Attention maps become more interpretable, with test-time registers boosting mean IOU and mAP in segmentation tasks.

Unsupervised Object Discovery:

Test-time registers significantly improve performance in object discovery tasks by refining attention feature maps.

Application to Vision-LLMs

The paper extends the application of test-time registers to vision-LLMs, such as LLaVA-Llama-3-8B. Here, the introduction of a test-time register enhances interpretability without affecting performance across multimodal benchmarks, mitigating artifacts in cross-modal attention maps (Figure 6). Figure 6

Figure 6: Test-time registers improve interpretability of LLaVA-Llama-3-8B.

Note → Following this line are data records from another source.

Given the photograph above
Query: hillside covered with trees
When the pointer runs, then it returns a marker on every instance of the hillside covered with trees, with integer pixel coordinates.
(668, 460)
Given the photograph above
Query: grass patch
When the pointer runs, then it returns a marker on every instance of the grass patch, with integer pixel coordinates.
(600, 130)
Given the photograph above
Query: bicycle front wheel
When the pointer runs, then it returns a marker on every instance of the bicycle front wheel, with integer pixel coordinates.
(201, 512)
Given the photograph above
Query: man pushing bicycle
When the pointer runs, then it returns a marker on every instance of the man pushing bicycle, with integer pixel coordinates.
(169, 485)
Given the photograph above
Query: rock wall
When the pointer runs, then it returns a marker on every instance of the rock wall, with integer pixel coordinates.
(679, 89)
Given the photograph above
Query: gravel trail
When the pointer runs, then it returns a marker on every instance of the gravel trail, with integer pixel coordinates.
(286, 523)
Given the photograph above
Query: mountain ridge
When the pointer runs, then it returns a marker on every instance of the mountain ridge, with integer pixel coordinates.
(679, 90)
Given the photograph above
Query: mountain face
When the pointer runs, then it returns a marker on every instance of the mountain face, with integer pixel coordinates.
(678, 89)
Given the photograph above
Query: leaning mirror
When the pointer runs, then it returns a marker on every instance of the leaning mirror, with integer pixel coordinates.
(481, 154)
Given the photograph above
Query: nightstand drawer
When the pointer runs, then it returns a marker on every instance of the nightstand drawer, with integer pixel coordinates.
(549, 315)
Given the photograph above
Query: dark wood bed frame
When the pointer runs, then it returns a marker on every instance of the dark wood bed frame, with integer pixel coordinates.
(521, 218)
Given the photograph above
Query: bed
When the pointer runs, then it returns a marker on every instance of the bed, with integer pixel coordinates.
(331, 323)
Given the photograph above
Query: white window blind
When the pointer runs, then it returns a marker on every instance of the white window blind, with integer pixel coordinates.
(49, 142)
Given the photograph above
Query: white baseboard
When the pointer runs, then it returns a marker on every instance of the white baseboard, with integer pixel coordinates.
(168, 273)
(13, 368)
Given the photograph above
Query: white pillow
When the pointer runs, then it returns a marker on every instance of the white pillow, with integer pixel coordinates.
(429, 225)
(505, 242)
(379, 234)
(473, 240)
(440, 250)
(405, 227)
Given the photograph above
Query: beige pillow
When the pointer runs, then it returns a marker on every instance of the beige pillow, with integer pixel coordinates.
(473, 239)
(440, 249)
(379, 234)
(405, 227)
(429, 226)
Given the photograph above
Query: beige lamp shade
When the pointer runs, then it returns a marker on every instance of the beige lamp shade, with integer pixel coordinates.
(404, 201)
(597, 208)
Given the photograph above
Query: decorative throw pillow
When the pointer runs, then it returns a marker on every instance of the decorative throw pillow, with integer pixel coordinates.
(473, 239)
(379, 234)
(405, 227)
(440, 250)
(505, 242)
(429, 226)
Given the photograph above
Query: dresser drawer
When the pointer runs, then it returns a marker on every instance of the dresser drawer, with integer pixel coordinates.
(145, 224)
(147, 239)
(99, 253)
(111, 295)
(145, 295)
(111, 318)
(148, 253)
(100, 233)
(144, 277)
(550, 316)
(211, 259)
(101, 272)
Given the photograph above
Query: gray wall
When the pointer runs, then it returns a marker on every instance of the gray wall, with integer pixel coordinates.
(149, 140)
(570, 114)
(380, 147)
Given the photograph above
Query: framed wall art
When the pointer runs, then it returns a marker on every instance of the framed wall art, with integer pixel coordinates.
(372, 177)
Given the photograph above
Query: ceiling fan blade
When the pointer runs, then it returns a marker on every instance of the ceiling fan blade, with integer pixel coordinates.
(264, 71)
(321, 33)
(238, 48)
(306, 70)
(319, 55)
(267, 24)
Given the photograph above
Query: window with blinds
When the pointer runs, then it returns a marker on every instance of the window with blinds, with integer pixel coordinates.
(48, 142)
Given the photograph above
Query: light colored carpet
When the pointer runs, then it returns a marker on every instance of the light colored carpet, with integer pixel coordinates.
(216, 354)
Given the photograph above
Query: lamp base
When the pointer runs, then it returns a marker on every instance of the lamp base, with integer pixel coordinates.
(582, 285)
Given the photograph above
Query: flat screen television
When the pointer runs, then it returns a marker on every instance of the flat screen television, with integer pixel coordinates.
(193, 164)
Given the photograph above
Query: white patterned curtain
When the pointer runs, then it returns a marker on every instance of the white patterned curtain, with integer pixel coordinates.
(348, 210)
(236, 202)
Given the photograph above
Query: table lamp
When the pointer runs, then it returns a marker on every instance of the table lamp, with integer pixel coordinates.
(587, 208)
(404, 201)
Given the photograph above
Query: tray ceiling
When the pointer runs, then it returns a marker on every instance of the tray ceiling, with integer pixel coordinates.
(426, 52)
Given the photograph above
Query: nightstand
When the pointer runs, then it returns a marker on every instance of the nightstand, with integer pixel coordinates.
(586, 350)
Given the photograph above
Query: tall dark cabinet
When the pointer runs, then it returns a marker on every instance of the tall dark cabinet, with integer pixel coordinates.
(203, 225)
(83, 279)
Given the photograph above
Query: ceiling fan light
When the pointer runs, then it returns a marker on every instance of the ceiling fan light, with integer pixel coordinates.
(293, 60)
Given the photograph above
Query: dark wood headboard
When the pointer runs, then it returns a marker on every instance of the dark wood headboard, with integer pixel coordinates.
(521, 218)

Robustness to Typographic Attacks

By focusing high-norm tokens on text locations, test-time registers can mask adversarial text without affecting semantic content. This technique proves effective against typographic attacks, where traditional interventions fail, highlighting its robustness and practical applicability (Figure 7). Figure 7

Figure 7: Qualitative results on typographic attacks.

Conclusion

The findings suggest that test-time registers offer a viable alternative to trained registers, providing a practical, cost-effective solution to mitigate high-norm artifacts in Vision Transformers without retraining. This methodology not only simplifies deployment in vision models but also maintains interpretability and robustness across various tasks, paving the way for future advancements in AI model architecture and interventions.